Dibandingkan dengan enam negara lain yang membentuk PMI ASEAN, Indonesia duduk di ranking pertama pada Juli 2023. Angka PMI Filipina sebesar 51,9 poin, disusul oleh Myanmar (51,1 poin), Thailand (50,7 poin), Vietnam (48,7 poin), Singapura (48,5 poin), dan Malaysia (47,8 poin).
Pemerintah pun menganggap pencapaian angka PMI pada Juli 2023 merupakan prestasi bagi Indonesia. Kepala Badan Kebijakan Fiskal Kementerian Keuangan Febrio Kacaribu berpendapat, kenaikan PMI Indonesia pada Juli 2023 menandakan optimisme pelaku usaha manufaktur. Kenaikan PMI pun diharapkan sejalan dengan pemulihan permintaan ekspor sehingga menopang kinerja perekonomian nasional.
KOMPAS/HERU SRI KUMORO
Menteri Koordinator Bidang Perekonomian Airlangga Hartarto melihat mobil yang dipamerkan dalam pameran otomotif Gaikindo Indonesia International Auto Show (GIIAS) 2023 di ICE BSD, Kabupaten Tangerang, Banten, Kamis (10/8/2023).
Menteri Perindustrian Agus Gumiwang Kartasasmita juga menggarisbawahi, PMI Indonesia berada di atas Taiwan (44,1 poin), China (49,2 poin), Jepang (49,6 poin), Korea Selatan (49,4 poin), Amerika Serikat (49 poin), dan Jerman (38,8 poin). Artinya, pelaku industri manufaktur Tanah Air masih optimistis dan bergeliat di tengah ketidakstabilan perekonomian global dan melemahnya pasar dunia.
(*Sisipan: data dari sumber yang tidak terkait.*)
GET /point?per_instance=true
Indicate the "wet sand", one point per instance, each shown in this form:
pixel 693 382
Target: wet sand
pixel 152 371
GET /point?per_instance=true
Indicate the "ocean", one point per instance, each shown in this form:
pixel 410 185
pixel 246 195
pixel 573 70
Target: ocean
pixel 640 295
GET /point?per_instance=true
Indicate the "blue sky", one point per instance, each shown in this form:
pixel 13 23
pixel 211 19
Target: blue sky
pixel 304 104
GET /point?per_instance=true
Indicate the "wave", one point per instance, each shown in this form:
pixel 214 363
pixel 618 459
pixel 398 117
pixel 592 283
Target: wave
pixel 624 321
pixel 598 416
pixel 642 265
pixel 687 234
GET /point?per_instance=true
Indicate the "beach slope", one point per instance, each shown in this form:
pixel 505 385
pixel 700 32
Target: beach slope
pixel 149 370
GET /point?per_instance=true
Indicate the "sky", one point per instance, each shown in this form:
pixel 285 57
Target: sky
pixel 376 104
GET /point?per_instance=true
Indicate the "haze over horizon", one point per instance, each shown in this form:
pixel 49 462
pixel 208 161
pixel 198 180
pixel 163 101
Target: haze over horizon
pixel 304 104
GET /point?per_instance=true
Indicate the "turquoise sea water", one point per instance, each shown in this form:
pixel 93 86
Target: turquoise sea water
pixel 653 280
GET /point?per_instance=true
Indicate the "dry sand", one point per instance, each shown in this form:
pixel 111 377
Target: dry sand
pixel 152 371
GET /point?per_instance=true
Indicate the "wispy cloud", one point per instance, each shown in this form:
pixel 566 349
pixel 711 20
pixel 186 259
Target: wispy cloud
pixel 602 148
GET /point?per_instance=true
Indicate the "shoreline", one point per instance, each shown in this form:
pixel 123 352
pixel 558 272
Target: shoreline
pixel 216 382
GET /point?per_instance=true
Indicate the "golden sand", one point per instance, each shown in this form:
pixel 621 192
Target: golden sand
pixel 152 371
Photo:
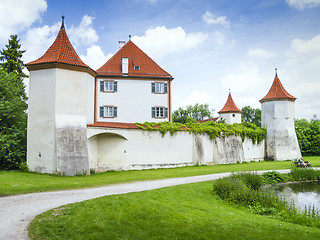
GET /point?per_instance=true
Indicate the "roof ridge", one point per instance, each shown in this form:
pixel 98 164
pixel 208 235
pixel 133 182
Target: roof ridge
pixel 277 91
pixel 148 67
pixel 230 106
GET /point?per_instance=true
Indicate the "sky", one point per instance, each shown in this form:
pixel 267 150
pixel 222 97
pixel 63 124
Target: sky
pixel 208 46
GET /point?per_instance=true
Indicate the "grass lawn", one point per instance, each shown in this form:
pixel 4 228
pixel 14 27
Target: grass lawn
pixel 15 182
pixel 181 212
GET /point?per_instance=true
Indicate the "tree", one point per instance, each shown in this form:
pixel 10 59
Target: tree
pixel 13 117
pixel 12 58
pixel 191 113
pixel 13 121
pixel 252 115
pixel 308 134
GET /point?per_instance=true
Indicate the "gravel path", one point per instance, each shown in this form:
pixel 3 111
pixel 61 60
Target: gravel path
pixel 16 212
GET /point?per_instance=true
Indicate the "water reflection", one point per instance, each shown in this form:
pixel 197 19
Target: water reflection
pixel 301 194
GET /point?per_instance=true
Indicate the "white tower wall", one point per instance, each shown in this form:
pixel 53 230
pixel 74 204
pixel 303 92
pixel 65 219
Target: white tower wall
pixel 281 141
pixel 57 121
pixel 231 118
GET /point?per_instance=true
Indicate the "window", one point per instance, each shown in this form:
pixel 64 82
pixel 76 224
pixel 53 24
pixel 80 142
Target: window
pixel 108 86
pixel 159 112
pixel 108 111
pixel 159 87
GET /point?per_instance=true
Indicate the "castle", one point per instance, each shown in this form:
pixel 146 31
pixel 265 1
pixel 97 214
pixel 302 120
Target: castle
pixel 81 119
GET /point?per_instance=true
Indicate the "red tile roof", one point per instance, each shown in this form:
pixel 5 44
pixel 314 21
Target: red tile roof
pixel 114 125
pixel 61 51
pixel 209 119
pixel 230 106
pixel 277 91
pixel 136 57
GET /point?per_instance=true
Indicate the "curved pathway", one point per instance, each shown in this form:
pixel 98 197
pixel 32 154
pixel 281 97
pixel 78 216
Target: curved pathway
pixel 16 212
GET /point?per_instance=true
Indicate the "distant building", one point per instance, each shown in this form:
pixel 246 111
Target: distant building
pixel 277 116
pixel 80 119
pixel 230 112
pixel 131 87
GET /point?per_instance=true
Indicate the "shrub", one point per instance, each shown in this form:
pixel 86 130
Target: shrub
pixel 303 174
pixel 272 178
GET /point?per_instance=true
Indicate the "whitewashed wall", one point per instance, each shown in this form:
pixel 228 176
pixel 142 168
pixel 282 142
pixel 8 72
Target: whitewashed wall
pixel 278 118
pixel 230 119
pixel 133 100
pixel 57 121
pixel 124 149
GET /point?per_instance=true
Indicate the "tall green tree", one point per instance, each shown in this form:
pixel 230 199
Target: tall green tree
pixel 308 134
pixel 252 115
pixel 11 58
pixel 13 122
pixel 192 113
pixel 13 117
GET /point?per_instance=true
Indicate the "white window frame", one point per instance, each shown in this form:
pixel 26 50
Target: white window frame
pixel 108 111
pixel 159 87
pixel 159 112
pixel 108 86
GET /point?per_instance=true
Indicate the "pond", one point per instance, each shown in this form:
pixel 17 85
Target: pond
pixel 306 194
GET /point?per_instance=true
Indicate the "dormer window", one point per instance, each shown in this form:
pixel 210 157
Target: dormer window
pixel 159 87
pixel 108 86
pixel 125 66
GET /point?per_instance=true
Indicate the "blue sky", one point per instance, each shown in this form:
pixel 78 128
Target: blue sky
pixel 208 46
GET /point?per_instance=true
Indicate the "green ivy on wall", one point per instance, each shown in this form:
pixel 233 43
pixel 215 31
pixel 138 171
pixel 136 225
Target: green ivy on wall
pixel 210 128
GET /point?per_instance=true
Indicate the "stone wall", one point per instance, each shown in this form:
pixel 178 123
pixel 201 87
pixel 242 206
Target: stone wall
pixel 125 149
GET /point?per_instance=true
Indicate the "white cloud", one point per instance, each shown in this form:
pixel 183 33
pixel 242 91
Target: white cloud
pixel 305 52
pixel 161 41
pixel 260 53
pixel 247 84
pixel 17 15
pixel 95 57
pixel 209 18
pixel 38 40
pixel 302 4
pixel 84 33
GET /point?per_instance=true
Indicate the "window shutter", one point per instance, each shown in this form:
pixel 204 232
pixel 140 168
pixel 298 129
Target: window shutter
pixel 115 111
pixel 153 112
pixel 153 87
pixel 115 86
pixel 165 87
pixel 166 112
pixel 101 86
pixel 102 111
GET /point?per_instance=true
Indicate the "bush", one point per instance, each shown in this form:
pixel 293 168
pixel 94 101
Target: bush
pixel 303 174
pixel 272 178
pixel 244 190
pixel 24 167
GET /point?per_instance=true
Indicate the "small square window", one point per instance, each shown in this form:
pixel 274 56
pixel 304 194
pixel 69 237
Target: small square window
pixel 108 86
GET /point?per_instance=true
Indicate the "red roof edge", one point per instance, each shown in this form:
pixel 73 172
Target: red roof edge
pixel 230 106
pixel 277 92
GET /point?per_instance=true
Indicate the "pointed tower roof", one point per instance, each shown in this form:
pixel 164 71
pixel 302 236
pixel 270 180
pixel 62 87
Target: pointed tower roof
pixel 277 92
pixel 230 106
pixel 60 54
pixel 145 66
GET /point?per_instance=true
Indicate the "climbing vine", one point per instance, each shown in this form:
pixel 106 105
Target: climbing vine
pixel 213 129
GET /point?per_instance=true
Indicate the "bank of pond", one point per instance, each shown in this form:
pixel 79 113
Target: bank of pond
pixel 280 201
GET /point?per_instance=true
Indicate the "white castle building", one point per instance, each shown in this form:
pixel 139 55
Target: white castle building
pixel 80 119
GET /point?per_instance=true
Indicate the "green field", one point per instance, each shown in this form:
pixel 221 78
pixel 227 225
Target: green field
pixel 189 211
pixel 15 182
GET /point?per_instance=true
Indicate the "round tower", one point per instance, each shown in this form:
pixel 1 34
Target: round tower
pixel 60 86
pixel 230 112
pixel 277 116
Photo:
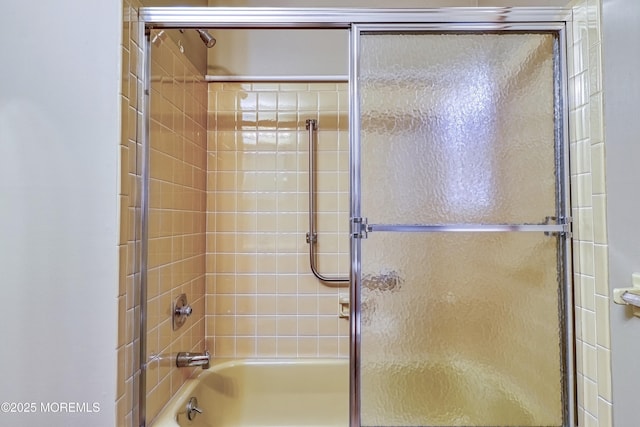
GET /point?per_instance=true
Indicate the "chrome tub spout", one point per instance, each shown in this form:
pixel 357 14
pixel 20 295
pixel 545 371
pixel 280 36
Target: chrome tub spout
pixel 186 359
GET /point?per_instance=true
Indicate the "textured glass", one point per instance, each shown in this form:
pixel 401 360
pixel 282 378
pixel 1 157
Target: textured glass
pixel 458 128
pixel 460 329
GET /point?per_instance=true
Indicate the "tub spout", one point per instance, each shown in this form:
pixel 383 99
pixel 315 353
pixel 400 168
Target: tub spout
pixel 186 359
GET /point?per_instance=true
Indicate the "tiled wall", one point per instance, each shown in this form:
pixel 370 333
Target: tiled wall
pixel 262 299
pixel 128 346
pixel 177 203
pixel 589 214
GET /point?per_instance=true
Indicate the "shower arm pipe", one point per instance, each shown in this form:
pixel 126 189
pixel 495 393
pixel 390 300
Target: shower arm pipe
pixel 312 235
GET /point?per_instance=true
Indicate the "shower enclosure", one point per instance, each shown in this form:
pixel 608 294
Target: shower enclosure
pixel 460 279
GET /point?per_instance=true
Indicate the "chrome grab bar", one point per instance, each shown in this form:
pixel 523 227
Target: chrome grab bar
pixel 312 235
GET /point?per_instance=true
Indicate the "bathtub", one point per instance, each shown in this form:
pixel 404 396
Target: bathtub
pixel 264 392
pixel 315 392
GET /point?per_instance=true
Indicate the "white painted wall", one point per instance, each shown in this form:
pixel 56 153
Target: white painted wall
pixel 59 133
pixel 621 33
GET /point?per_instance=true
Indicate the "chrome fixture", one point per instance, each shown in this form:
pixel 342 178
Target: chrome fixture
pixel 185 359
pixel 207 38
pixel 181 310
pixel 312 235
pixel 192 409
pixel 629 296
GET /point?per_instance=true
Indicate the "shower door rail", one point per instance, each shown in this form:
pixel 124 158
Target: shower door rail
pixel 462 19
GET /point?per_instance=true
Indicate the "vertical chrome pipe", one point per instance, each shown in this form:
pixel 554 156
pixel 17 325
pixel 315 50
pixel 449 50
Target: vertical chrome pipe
pixel 143 222
pixel 355 243
pixel 312 235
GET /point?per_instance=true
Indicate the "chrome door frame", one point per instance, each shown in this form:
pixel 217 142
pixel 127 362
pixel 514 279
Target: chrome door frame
pixel 356 19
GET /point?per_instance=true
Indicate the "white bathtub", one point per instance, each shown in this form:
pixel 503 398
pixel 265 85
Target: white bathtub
pixel 265 392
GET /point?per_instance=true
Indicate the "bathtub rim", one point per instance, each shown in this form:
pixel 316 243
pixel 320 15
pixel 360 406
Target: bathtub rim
pixel 167 415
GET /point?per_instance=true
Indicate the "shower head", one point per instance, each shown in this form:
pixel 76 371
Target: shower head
pixel 207 38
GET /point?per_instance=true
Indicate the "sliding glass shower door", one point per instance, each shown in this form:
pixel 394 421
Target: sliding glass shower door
pixel 460 230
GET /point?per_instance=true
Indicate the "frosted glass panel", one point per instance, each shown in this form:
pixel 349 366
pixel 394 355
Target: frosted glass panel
pixel 460 329
pixel 458 128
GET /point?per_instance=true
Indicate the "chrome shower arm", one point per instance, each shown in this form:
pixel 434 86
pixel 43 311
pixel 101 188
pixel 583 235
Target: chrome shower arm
pixel 312 235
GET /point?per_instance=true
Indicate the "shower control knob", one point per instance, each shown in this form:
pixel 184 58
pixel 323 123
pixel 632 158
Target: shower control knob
pixel 181 310
pixel 185 310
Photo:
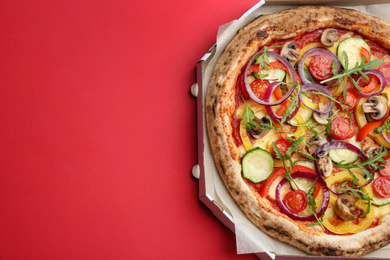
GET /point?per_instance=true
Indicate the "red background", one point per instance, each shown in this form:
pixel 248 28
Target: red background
pixel 98 129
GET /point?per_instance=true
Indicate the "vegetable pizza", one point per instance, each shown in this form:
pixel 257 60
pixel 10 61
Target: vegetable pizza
pixel 297 112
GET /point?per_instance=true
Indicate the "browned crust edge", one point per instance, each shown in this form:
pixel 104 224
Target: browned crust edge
pixel 220 106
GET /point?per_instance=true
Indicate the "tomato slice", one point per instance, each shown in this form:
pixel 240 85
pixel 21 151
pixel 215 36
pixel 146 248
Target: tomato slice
pixel 369 85
pixel 295 201
pixel 352 100
pixel 282 145
pixel 386 171
pixel 366 53
pixel 259 87
pixel 381 186
pixel 321 67
pixel 242 87
pixel 342 128
pixel 385 70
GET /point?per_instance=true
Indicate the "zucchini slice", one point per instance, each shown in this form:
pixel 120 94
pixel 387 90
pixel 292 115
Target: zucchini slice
pixel 353 48
pixel 274 74
pixel 345 156
pixel 378 201
pixel 308 164
pixel 257 165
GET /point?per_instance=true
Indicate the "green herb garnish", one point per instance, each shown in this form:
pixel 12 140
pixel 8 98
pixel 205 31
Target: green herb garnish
pixel 358 69
pixel 313 208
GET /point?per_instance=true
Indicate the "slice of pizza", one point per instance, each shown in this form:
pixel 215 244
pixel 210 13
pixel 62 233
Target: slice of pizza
pixel 297 112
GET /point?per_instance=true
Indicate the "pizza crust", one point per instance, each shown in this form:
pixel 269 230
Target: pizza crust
pixel 220 104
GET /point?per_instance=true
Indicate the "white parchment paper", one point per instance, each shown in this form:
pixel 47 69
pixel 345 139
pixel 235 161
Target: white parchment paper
pixel 248 237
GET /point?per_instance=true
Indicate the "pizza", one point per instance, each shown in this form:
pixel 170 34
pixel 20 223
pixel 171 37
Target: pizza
pixel 297 112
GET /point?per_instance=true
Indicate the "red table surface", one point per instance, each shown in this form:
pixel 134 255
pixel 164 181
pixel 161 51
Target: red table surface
pixel 98 129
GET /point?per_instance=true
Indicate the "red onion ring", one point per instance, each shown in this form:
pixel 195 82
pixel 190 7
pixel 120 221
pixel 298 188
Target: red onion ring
pixel 382 81
pixel 283 208
pixel 269 109
pixel 318 88
pixel 341 145
pixel 313 52
pixel 290 71
pixel 384 133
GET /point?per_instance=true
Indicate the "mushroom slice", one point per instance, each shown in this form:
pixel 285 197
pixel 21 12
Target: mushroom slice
pixel 289 51
pixel 376 106
pixel 325 164
pixel 329 37
pixel 316 142
pixel 257 132
pixel 344 207
pixel 371 151
pixel 320 117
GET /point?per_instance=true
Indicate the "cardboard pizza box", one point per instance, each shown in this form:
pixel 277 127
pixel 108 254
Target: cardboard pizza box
pixel 212 191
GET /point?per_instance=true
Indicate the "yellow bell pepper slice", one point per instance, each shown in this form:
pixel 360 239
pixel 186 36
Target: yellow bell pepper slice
pixel 386 91
pixel 311 46
pixel 361 121
pixel 245 138
pixel 347 226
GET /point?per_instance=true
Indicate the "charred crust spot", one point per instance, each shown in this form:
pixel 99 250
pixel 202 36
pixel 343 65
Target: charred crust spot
pixel 261 34
pixel 329 251
pixel 222 168
pixel 276 230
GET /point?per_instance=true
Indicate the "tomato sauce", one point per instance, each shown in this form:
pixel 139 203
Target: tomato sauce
pixel 376 49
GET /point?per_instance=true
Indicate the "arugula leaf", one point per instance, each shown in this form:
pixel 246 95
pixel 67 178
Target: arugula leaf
pixel 383 127
pixel 359 194
pixel 313 207
pixel 359 68
pixel 371 162
pixel 249 118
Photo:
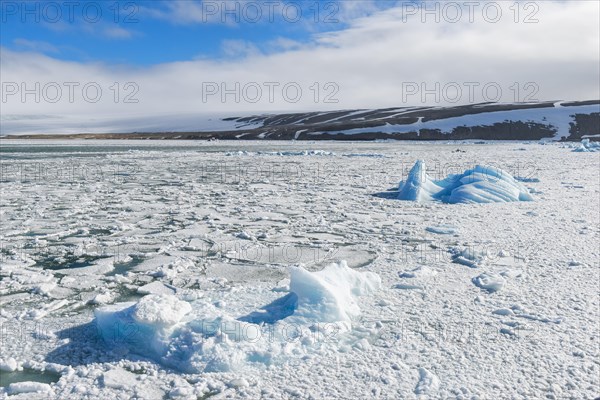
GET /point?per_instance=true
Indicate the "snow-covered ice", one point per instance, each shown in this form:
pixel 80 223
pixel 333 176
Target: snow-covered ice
pixel 482 184
pixel 162 269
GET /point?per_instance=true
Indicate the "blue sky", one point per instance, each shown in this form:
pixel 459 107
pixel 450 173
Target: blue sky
pixel 183 57
pixel 144 33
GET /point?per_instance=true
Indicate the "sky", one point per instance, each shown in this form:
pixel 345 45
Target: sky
pixel 97 61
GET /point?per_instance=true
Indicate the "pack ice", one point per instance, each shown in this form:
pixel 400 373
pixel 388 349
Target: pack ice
pixel 482 184
pixel 197 337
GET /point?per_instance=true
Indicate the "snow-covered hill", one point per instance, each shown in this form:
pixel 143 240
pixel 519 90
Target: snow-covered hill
pixel 489 121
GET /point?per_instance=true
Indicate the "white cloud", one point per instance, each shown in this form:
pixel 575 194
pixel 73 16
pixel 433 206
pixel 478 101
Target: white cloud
pixel 371 62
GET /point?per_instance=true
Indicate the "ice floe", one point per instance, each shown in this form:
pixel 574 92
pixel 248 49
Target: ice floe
pixel 587 146
pixel 482 184
pixel 197 336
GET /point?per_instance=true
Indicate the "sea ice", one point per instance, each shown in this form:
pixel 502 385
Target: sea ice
pixel 478 185
pixel 489 281
pixel 202 337
pixel 587 146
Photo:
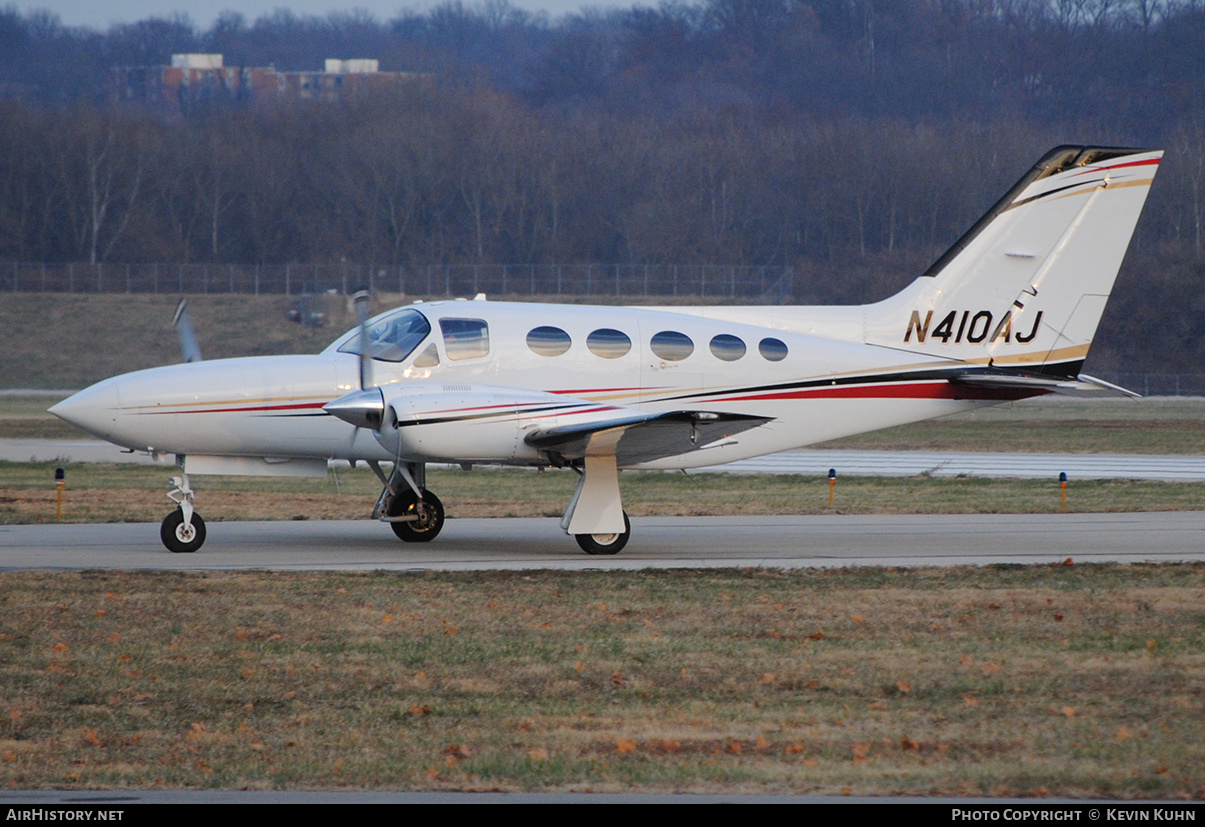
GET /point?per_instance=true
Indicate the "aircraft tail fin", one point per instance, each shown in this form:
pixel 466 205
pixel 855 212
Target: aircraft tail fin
pixel 1027 285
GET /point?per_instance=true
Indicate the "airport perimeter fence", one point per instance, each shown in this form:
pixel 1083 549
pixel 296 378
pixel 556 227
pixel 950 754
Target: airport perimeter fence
pixel 760 283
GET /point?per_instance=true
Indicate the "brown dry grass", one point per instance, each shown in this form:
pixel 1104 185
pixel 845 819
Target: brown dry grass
pixel 1030 681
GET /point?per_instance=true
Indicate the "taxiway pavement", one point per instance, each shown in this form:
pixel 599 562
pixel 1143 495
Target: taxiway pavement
pixel 779 541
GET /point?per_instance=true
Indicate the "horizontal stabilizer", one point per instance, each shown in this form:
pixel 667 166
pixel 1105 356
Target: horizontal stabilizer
pixel 1080 386
pixel 640 438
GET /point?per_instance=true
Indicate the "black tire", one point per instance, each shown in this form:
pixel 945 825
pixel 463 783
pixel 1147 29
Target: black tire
pixel 605 544
pixel 174 535
pixel 430 516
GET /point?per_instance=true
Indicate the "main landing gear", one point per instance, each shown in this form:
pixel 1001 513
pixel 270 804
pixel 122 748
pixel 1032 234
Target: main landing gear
pixel 605 544
pixel 182 531
pixel 415 514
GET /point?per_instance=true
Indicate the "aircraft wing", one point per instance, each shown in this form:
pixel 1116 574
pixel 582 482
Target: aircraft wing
pixel 636 438
pixel 1077 386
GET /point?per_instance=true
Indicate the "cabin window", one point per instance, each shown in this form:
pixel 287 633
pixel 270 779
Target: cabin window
pixel 727 347
pixel 465 338
pixel 609 344
pixel 773 350
pixel 671 345
pixel 428 358
pixel 393 338
pixel 548 341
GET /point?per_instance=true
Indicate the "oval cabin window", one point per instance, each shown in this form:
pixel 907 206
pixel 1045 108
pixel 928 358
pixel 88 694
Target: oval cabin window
pixel 727 347
pixel 548 341
pixel 671 345
pixel 773 350
pixel 609 344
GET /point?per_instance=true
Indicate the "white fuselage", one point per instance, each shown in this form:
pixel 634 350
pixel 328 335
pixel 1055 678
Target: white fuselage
pixel 812 387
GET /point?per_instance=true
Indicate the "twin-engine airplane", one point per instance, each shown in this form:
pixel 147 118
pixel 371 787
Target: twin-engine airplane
pixel 1007 312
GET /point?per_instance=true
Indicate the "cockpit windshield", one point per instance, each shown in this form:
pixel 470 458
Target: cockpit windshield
pixel 393 338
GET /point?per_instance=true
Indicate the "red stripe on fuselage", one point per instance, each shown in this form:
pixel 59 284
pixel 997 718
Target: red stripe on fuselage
pixel 244 410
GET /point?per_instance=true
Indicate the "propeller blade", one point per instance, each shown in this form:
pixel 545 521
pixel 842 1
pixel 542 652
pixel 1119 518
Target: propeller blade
pixel 362 311
pixel 188 345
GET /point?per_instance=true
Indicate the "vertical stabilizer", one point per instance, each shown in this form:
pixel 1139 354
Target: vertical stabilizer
pixel 1027 285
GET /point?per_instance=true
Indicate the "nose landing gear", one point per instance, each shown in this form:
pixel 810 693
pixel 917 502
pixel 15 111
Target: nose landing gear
pixel 182 531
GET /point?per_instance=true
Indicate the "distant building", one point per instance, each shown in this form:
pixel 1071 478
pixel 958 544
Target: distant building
pixel 198 81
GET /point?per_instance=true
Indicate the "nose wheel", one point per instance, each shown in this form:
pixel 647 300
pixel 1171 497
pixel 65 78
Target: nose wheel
pixel 182 531
pixel 180 537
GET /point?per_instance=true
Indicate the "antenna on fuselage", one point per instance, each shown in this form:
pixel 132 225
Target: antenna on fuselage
pixel 188 345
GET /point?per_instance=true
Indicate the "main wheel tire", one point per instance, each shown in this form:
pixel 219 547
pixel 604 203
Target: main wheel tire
pixel 605 544
pixel 178 538
pixel 430 516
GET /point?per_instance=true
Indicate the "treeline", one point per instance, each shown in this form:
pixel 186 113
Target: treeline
pixel 448 174
pixel 852 140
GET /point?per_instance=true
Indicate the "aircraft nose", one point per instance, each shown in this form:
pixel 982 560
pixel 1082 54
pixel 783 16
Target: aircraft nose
pixel 94 409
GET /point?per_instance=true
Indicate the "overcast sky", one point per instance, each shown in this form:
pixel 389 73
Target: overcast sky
pixel 203 12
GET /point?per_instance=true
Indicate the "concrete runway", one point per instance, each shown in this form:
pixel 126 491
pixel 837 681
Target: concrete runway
pixel 783 541
pixel 804 462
Dia menambahkan, menguatnya permintaan domestik turut mendorong aktivitas produksi manufaktur nasional. Dampaknya, sejumlah perusahaan merekrut tenaga kerja baru. Kenaikan penjualan yang didorong oleh permintaan dalam negeri juga menjadi sentimen utama terhadap prospek perekonomian ke depan.
Kinerja melemah
Meskipun PMI Indonesia meningkat, Indeks Kepercayaan Industri (IKI) yang diluncurkan Kementerian Perindustrian dan menyurvei lebih dari 1.000 pelaku industri Tanah Air justru menurun. IKI Indonesia pada Juli 2023 berada di angka 53,31 poin, turun 1,14 persen dibandingkan Juni. Penurunan IKI disebabkan kinerja produksi yang melemah 0,56 persen dan merosotnya jumlah pesanan baru 2 persen.
Proporsi responden pelaku industri yang menyatakan kegiatan usahanya meningkat melorot dari 33,6 persen menjadi 32 persen. Sayangnya, proporsi responden yang menganggap kegiatan usahanya melemah justru naik dari 21,3 persen jadi 22,6 persen.
Pekerja menaikkan mobil baru ke atas kapal barang untuk dikirim ke Tanjung Pinang, Kepulauan Riau, di Pelabuhan Sunda Kelapa, Jakarta, Sabtu (5/8/2023). Menurut data Gabungan Industri Kendaraan Bermotor Indonesia (Gaikindo), penjualan mobil retail pada semester pertama tahun ini mencapai 502.536 unit.
Direktur Program Institute for Development of Economics and Finance (Indef) sekaligus dosen Ekonomi Internasional Fakultas Ekonomika dan Bisnis Universitas Diponegoro, Esther Sri Astuti, menilai, Indonesia belum bisa bernapas lega dengan angka PMI pada Juli 2023. ”Indonesia masih perlu mewaspadai dampak situasi geopolitik dan El Nino pada perekonomian dunia. Misalnya, potensi terjadinya supply shock yang dapat mengakibatkan meningkatnya harga bahan baku impor yang berimbas pada kenaikan biaya produksi di Indonesia,” tuturnya, Jumat (11/8/2023).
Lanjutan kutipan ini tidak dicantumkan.